Heading down next Monday for a week of bliss!


----------



## Header (Apr 14, 2004)

Check my post from AEP 6/17 - 6/22 had a good time with the gills.


----------



## backstraps (Jun 18, 2008)

what ponds do you plan on hitting if i may ask?


----------



## gf319804 (Mar 6, 2007)

To be completely honest, I don't know yet. It depends on several things: If I take my boat, if anyone is going up with me, and what the weather is going to be like. I'd like to do some hiking, but don't wanna do that by myself, and if I take the boat, it either has to be a place I can get the boat into myself, or if someone is with me, it wouldn't matter...Plain and simple, I just don't know yet...lol...


----------



## JignPig Guide (Aug 3, 2007)

I camped at Sand Hollow Tuesday & Wednesday with one of my sons and a nephew. The big storm hit Wednesday evening and didn't stop until morning.
We spent both evenings at a few out of the way spots that I could get my Triton into. We caught lots and lots of bass. But none of them were worth bragging about. Didn't seem to be able to entice the bigger ones.
They hit my Bomber chartrues & blue and my Strike King red eyed shad mostly. I only caught a few on my JignPig. The water was 81-degrees at one lake and 77-degrees at the other. 
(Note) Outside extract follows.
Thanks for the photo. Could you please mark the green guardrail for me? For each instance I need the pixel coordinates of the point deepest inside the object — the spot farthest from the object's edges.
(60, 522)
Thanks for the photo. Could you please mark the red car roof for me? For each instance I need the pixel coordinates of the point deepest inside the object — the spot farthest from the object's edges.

As far as how does the water lookin... It was clear when I was there. But now it should be slightly muddy after the rain.

P.S. St. Rt. 78 was flooded over as of Thursday morning.


----------



## backstraps (Jun 18, 2008)

if you like i am off this weekend and was goona fish. ii fish alot out there. but you know how it is by yourself. i would be more then happy to tag along. just let me know.


----------



## backstraps (Jun 18, 2008)

jing and pig. how do you get out there if i may ask. you know you can go up and over the hill in blue rock state park and save some time.


----------



## JignPig Guide (Aug 3, 2007)

backstraps said:


> jing and pig. how do you get out there if i may ask. you know you can go up and over the hill in blue rock state park and save some time.


You should be able to pull up all information needed about AEP Recreation Land with a simple Google search. You can get a permit and print out a map of the entire area.


----------



## backstraps (Jun 18, 2008)

no no no, sorry i knew all that. i fish it all the time. i just ment what way did YOU go there.?


----------



## JignPig Guide (Aug 3, 2007)

Sorry man,
Since I live in the Lancaster/Baltimore Ohio area. I either take St. Rt. 37 to McConnaldsville or I hit 70 East to Zansesville and take St. Rt. 60 to McConnaldsville.
What about that shortcut from Blue Rock?


----------



## tnant1 (Nov 21, 2006)

went there from friday evening until sunday noon. Didn't get much in on friday but saturday moring we caught a lot of bass but again, nothing really worth taking home. saw a couple that were probably 5lbs or better but couldn't get them to bite.caught some more between showers saturday afternoon and sunday morning then came home. all told, probably had over 100 between the four of us and two of those shouldn't count because they didn't get there until the rain started!


----------



## backstraps (Jun 18, 2008)

theres a way you can go from 60 over the hill in blue rock and come right out on 284 about 10 mies or so from camp site c. alot faster than going down to 78.


----------



## shroomhunter (Aug 6, 2004)

I believe the road is called Cutler Lake road. If you turn left at the first Blue Rock sign just South of Duncan Falls on 60 follow that road and you will FINALLY come to the lake. After you pass the lake the first rd to the left is where you want to turn. It will eventually bring you out onto either 284 or Rural Dale rd. I have a compass in my truck and follow these roads South and East from Blue Rock. You may also come out on Zion Ridge road which will dump you out on 284. Nice drive, carry a compass or GPS, you can get lost following my directions. I do know that Cutler Lake road is where you need to turn to head over that way from Blue Rock Lake. Good Luck and when you get to the top of the HILL where the little church sits go straight or right either way will get you over thataway.


----------



## shroomhunter (Aug 6, 2004)

The other suggestion would be to take 146 East out of Zanesville and you will hit 284 in Chandlersville which will take you to Campsite C. You cross right over it following 60 South out of town. It's gotta be quicker than taking 60 all the way to McConnellsville.
PS..Get gas in Zanesville if you need it before heading out that way, be a long time till you come accross a station again.


----------



## backstraps (Jun 18, 2008)

you ca get gas in caldwell. wich is 11 miles from c. 146 to 264 works. it just takes longer. i can get to c from duncanfalls in about 20 minutes.


----------